Bill Wallace, a longtime Brooklawn member who previously chaired the golf committee and is slated to become the next club president, agrees. “Even if you get on the greens in regulation, par is by no means guaranteed,” he says. “And if you miss on your approach, you had better have a good short game. Getting up and down is no easy feat, especially if you short-side yourself.”

The course that Tillinghast produced also demands accuracy off the tee, given the old growth trees that line so many of the golf holes and how thick the rough can grow on the edges. And the heaving hills across which the track is routed have a habit of leaving players with uneven lies on their second and third shots. Then, there is the Rooster River, which runs through lower parts of the property and must be cleared on more than a few occasions during a round.
Remarkably, Brooklawn has a way of working well as a tournament venue and also a place for member play. The variety of tees ensure that it is approachable from a distance standpoint for golfers of all ages and abilities. And the course, which can be set up as long as 6,800 yards from the tips, can be toughened further for professionals and elite amateurs by growing out the rough and speeding up the greens.
Tillinghast’s original plan for the Brooklawn course, dated 1929, is framed and hanging in the men’s locker room. It speaks to the club’s rich history and deep golf culture. So does the fact that Brooklawn was one of the first dozen or so entities to join the nascent USGA. In addition, the club maintains a strong caddie program and continues to give back to the game by hosting national tournaments as well as regional championships for the Metropolitan Golf Association and the Connecticut State Golf Association.
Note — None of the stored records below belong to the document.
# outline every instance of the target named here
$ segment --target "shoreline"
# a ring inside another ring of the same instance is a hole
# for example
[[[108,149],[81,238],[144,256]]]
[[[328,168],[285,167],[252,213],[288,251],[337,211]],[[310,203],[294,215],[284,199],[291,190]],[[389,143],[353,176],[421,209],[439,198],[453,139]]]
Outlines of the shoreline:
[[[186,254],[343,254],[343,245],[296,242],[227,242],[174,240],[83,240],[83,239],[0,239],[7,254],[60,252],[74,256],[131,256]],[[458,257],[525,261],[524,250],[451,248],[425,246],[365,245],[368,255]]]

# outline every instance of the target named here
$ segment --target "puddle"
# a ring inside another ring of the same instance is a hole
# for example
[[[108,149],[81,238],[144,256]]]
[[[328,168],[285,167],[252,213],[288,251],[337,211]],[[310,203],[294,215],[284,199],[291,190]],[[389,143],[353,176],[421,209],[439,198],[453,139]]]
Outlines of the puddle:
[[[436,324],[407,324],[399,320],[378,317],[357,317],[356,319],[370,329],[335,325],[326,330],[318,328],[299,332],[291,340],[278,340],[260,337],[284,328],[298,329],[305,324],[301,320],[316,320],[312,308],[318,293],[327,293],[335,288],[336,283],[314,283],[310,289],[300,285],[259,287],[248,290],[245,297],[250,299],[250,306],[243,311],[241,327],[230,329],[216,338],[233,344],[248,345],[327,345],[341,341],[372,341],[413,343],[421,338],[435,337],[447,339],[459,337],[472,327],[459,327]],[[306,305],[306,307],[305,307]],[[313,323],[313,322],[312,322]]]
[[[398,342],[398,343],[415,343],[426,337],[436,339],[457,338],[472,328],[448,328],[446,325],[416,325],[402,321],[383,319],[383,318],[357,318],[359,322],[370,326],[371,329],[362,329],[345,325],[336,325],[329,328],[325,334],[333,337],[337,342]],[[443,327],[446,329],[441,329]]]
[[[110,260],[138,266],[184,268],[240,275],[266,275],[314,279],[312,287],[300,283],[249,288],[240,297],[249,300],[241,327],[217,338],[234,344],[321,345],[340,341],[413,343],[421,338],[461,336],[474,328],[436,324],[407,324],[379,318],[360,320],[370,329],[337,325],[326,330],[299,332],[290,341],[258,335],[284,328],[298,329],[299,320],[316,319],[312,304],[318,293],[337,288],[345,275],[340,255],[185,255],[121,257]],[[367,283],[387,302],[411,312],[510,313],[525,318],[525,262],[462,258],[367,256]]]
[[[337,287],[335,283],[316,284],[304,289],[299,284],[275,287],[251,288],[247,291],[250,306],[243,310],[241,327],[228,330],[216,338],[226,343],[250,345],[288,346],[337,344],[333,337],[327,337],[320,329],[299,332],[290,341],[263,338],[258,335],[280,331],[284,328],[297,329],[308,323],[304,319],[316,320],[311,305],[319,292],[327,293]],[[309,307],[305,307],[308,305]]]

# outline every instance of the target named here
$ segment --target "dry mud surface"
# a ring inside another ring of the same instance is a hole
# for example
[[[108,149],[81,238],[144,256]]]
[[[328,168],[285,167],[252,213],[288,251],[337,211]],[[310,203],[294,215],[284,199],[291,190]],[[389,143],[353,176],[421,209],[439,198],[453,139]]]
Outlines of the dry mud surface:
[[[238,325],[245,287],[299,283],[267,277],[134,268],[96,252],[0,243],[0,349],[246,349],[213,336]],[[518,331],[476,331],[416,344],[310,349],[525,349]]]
It also stages an annual four-ball tournament for top amateur competitors.

Perhaps most importantly, Brooklawn leaders keep taking good care of the golf course. Some 20 years ago, the club hired Forse to serve as its architectural consultant, and he has worked wonders. An extensive tree-removal program has opened up views and improved air flow and turf health. And the addition of new tees as well as several of the fairway bunkers Tillinghast long ago wanted to construct has improved angles of attack and enhanced the character of a course that already had lots of it.
All these years later, Forse continues to make tweaks to a layout that only seems to get better with age.
Now, that is something to celebrate.